With luck, by the end of the decade, client/designer caricatures will be just a bit of historic fun (see page 16). With design management set to become the sociology of the Nineties for colleges and Dutch publisher BIS launching a magazine, Design in Business, in The Netherlands this month, the divide is being breached across Europe. We can only hope that genuine understanding between designer and client – and greater creativity – will result.

One of the big differences between sociology in the Sixties and new design management studies is the tight resources colleges now have. Each course has to be structured to build on a college’s strengths and projected job opportunities. Staffordshire University’s planned BA course, for example, will be run jointly by its design and business schools; in other colleges only one school is host. This variety is good. The best design comes from client/designer partnerships and if design’s role is to accentuate a company’s point of difference there has to be more than one approach. The danger is that we in design leave it solely to colleges like Staffordshire to produce design-aware clients rather than create our own opportunities to bridge the gap.

We could, for example, school young designers in business practice without impairing their creative skills.
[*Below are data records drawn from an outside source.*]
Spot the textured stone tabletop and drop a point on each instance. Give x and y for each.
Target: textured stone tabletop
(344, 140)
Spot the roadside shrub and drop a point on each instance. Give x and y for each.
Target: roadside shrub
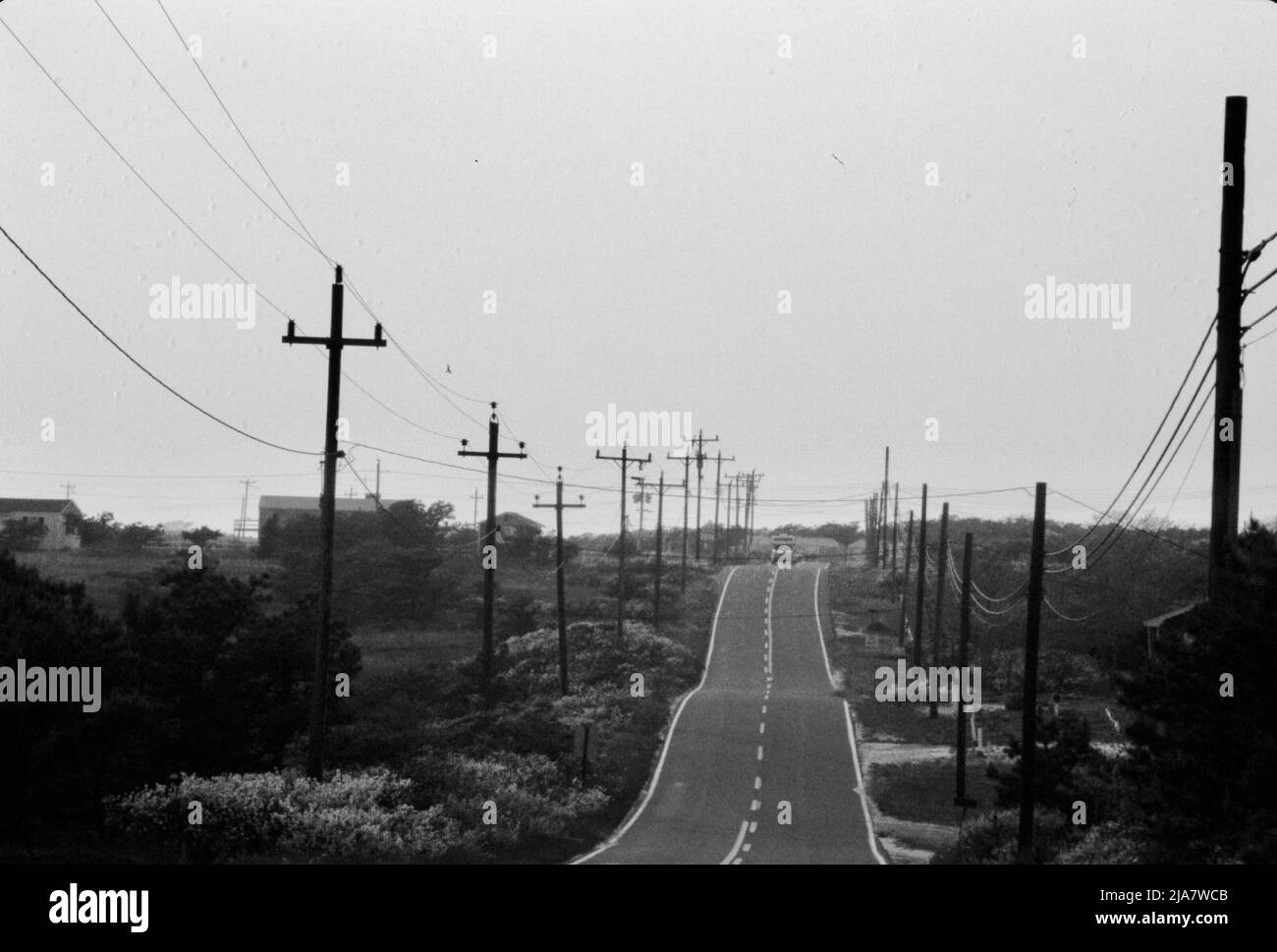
(359, 816)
Students say too few external tutors set project briefs demanding costing and scheduling, yet it’s often this “real world” stuff that ignites the creative spark.

Design groups should also look at how they make presentations to clients. It’s not enough to trot out the same old mood boards when there’s a chance to flaunt creative flair, as a handful of strong Continental stands at Maastricht’s European Designer event showed last week, putting the Brits to shame.

To win the understanding and respect of clients, you have to show them what you can do. Wouldn’t you trust someone outstanding at their own business more than a so-called partner who is patently only playing the game?